Recombinant activated factor VII in spinal surgery: a multicenter, randomized, double-blind, placebo-controlled, dose-escalation trial
Sachs B, Delacy D, Green J, Graham RS, Ramsay J, Kreisler N, Kruse P, Khutoryansky N, Hu SS
Spine. 2007;32((21):):2285-93.
Abstract
STUDY DESIGN Randomized, placebo-controlled, double-blind, multicenter, Phase IIa study. OBJECTIVE To assess the safety and efficacy of recombinant-activated Factor VII (rFVIIa) in major spinal surgery. SUMMARY OF BACKGROUND Spinal fusion surgery can cause substantial blood loss and blood product transfusions. Recombinant FVIIa is approved for treatment of bleeding in patients with coagulation abnormalities and has been shown to reduce blood loss and transfusion requirements in surgery in patients with no underlying coagulopathy.
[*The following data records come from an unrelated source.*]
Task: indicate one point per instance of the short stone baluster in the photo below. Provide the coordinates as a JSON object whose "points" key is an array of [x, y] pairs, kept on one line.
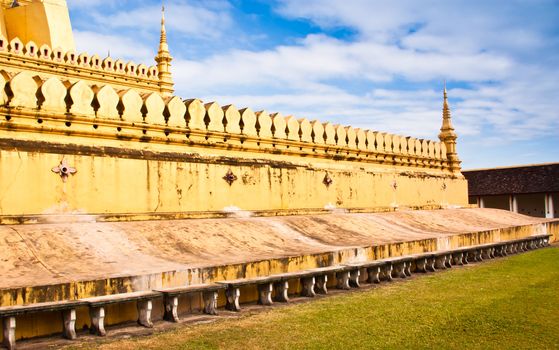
{"points": [[407, 268], [448, 261], [144, 313], [504, 250], [321, 285], [440, 262], [421, 265], [308, 285], [282, 289], [97, 315], [265, 294], [477, 255], [342, 278], [69, 324], [373, 274], [9, 333], [398, 270], [387, 272], [431, 261], [510, 249], [210, 302], [232, 295], [171, 309], [354, 278], [457, 258]]}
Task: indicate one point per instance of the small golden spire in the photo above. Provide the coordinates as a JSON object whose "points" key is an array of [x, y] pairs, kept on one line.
{"points": [[164, 59], [448, 136]]}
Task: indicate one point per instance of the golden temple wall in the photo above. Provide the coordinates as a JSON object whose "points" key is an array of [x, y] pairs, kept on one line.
{"points": [[139, 155]]}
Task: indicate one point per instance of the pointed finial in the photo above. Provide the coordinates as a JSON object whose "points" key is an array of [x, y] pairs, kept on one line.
{"points": [[448, 135], [164, 59]]}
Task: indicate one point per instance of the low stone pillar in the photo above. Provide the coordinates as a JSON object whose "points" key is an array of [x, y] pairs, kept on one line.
{"points": [[282, 289], [421, 265], [144, 313], [307, 287], [549, 206], [354, 278], [407, 268], [97, 315], [448, 261], [265, 294], [387, 272], [9, 333], [321, 285], [232, 295], [210, 302], [342, 278], [69, 324], [398, 270], [171, 309], [457, 258], [373, 274], [440, 262], [431, 262]]}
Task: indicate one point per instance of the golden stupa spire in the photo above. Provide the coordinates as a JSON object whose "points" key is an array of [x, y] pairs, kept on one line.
{"points": [[448, 136], [163, 60]]}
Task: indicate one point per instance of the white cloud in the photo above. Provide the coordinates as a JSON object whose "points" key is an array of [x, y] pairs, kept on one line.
{"points": [[118, 46], [499, 58]]}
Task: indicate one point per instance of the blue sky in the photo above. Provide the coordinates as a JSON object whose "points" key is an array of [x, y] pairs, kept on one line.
{"points": [[379, 65]]}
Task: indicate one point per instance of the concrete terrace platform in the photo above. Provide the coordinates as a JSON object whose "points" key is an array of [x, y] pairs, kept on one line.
{"points": [[47, 262]]}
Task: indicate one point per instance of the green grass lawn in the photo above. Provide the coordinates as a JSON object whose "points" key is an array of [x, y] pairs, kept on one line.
{"points": [[510, 303]]}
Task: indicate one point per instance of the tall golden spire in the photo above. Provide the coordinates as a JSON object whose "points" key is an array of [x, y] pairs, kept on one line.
{"points": [[448, 136], [163, 59]]}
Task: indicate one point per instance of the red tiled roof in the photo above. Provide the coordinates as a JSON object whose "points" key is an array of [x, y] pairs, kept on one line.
{"points": [[514, 180]]}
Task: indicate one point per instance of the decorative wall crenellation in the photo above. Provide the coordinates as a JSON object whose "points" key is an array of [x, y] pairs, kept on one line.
{"points": [[126, 92], [201, 121], [82, 66]]}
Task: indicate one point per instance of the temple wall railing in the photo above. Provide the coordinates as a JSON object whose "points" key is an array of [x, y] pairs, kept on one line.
{"points": [[77, 66], [55, 104]]}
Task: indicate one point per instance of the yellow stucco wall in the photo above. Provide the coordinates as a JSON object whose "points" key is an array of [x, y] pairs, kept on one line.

METHODS Forty-nine patients undergoing fusion of 3 or more vertebral segments were randomized and treated on losing 10% of their estimated blood volume (with total expected surgical blood loss > or = 20%) and received 3 doses (2-hour intervals) of placebo (n = 13) or 30, 60, or 120 microg/kg rFVIIa (n = 12 per group). The primary endpoint was safety. A priori-defined efficacy endpoints included blood loss and transfusion requirements between placebo and each rFVIIa dose group, adjusted for surgery duration, number of segments fused, and estimated blood volume. RESULTS Serious adverse events did not occur at any greater frequency in any of the treatment groups. One patient (3 x 30 microg/kg rFVIIa) with advanced cerebrovascular disease (undiagnosed, trial exclusion criterion) died 6 days after surgery due to an ischemic stroke. Mean blood loss was as follows: 2270 mL for placebo; 1909, 1262, and 1868 mL for 3 x 30, 3 x 60, and 3 x 120 microg/kg rFVIIa, respectively (differences not statistically significant). Mean adjusted surgical blood loss was as follows: 2536 mL for placebo; 1120, 400, and 823 mL for 3 x 30, 3 x 60, and 3 x 120 microg/kg rFVIIa, respectively (P < or = 0. 001). Mean surgical transfusion volume was reduced by 27% to 50% with rFVIIa treatment (not significant). The mean adjusted surgical transfusion volume was reduced by 81% to 95% with rFVIIa treatment (P < or = 0. 002). CONCLUSION No safety concerns were indicated for the use of rFVIIa in patients at all doses tested; rFVIIa reduced adjusted blood loss and adjusted transfusions during spinal surgery.